Lizzie Glasier edited the monthly magazine The Young Socialist. In its pages, she gave outspoken support to the demands of workers in the strikes involving seamen, dockers, railwaymen, and miners 1911–12. Editorship was taken over in the 1920s by Glasier's friend May Westoby.

In 1907, Glasier responded to an attack by some of Glasgow's Christians which suggested that Socialist Sunday Schools were irreligious. Her pamphlet was titled A Reply to the Sabbath school teacher's Magazine. She argued elsewhere that socialism was the highest religion, writing:Socialism contains in itself a system of ethics which when brought into operation, and practised by humanity will lead to the perfect fulfilment of that highest and holiest aspiration of all religions—The Brotherhood of Man.... It has become as a religious faith, which no opposition or persecution is likely to weaken or dim; which no discouragement can turn its disciples aside from.In addition to her work for the Labour movement, Glasier became well known for her work on behalf of children. She wrote four volumes on the decorative forms of school needlecraft, which influenced methods used in schools – its general methods being incorporated into The Handbook of Suggestions to Teachers, issued by the Board of Education in 1927. She was also a founder and Principal of the E.N.A. School of Needlecraft, which instructed teachers in new methods, seeking particularly to abolish minute sewing, which she viewed as injurious to young children.
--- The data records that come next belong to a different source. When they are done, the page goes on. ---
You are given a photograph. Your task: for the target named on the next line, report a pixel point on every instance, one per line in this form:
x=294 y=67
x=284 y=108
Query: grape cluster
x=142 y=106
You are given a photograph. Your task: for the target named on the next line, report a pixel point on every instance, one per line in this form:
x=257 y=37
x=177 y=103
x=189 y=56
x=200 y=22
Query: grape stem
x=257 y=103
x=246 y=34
Glasier also wrote and privately published a pamphlet about John Bruce Glasier's poetry.

== Later years ==
In her later years, she and her husband lived with Katherine Bruce Glasier at Glen Cottage, Earby. In West Craven, she remained active in working with children and mothers, including as part of the Clinic Sewing Circle, and the Nursing Association. A regional paper described her as "frail in physique, but lion-hearted".

Elizabeth Glasier Foster died in January 1947 at Southend Municipal Hospital, Rochford, following a fall some weeks earlier.

Glen Cottage, preserved in memory of Katherine Bruce Glasier, later became a youth hostel.